Okay, here’s a question for you. If you work in an industry or job you don’t particularly love, but your spouse works in one they truly enjoy do you ever feel resentful? As a software developer I often worked with men who were the primary breadwinners for their family. They worked long days in less then enjoyable jobs because the pay was high and the benefits were stable. In the mean time their wives worked in lower paying fields that they enjoyed. Some of those men seemed downright miserable and others grew to resent the ‘easier,’ more ‘enjoyable’ life they believe their wives led.
Similarly I’ve known quite a few women who want their husbands to earn more then they do. A few of them resented spouses who couldn’t bring in larger paychecks and a couple who were divorced as a result of it.
As a stay-at-home mom a lot of other women now ask me if my decision to leave the workforce was made jointly with my husband. (The answer is: “of course it was”.) The follow up question is often whether or not that is working out for me and whether my husband has grown resentful of our decision.

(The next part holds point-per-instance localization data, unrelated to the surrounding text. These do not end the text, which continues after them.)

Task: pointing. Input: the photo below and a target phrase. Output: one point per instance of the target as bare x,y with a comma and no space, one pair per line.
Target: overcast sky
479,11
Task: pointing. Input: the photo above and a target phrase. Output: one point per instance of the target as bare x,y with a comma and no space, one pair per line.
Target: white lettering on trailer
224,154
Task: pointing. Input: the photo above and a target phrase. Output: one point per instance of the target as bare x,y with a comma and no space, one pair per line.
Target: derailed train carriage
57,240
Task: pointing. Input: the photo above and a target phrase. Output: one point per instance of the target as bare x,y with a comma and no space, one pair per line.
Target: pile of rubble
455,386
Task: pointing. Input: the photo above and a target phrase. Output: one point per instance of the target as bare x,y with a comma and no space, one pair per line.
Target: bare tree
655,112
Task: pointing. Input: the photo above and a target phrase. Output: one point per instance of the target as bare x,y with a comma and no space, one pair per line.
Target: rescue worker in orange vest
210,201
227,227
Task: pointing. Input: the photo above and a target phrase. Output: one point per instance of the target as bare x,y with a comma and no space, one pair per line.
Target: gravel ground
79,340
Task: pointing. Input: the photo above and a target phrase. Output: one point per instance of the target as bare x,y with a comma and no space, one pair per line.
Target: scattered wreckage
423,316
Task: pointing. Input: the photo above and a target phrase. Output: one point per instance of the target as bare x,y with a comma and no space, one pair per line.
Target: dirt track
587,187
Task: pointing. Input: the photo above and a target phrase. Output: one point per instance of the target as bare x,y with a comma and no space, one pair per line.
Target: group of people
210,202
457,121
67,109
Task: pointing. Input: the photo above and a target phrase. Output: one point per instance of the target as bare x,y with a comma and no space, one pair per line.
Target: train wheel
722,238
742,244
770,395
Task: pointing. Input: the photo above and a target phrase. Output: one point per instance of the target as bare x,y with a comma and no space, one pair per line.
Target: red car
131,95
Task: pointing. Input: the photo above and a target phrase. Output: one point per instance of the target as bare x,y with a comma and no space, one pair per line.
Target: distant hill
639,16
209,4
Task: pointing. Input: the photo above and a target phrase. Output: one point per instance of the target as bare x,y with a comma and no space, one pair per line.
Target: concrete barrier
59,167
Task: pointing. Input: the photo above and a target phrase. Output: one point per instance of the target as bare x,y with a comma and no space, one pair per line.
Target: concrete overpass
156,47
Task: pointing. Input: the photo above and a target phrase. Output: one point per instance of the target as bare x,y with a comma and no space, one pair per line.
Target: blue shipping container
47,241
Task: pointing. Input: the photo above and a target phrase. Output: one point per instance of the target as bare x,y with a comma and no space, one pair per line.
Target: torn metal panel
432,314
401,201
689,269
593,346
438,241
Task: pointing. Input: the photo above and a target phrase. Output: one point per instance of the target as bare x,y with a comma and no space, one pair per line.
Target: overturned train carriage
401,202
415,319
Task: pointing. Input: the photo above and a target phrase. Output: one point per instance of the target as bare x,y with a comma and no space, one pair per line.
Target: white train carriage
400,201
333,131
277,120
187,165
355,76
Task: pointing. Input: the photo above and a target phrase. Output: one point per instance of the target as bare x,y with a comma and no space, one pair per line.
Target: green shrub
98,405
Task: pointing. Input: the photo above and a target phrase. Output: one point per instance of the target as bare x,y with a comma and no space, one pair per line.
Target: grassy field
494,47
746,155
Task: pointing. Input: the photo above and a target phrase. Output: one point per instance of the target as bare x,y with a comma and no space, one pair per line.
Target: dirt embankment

I’ve been asked the question often enough that I’ve started to wonder how many husbands and wives feel resentful of their spouses choice of career or lack of one. If you trudge off to work every morning feeling miserable about your job I can see how you might feel resentful of a spouse who enjoys their occupation.
For a few years I made more than my husband, for a few we earned relatively similar salaries and for the last five or so my husband earned significantly more than me, but I still earned a very nice salary. Until I decided to stay home our salaries and earning potential were never an issue. Similarly my husband earned more and enjoyed it more too, so happiness wasn’t really a factor either.
I wonder how many spouses are resentful of their spouse’s lack of income or resent their spouse’s work/life satisfaction. Until now I never gave it much thought, but a couple people have asked me about it, so it must be an issue for some.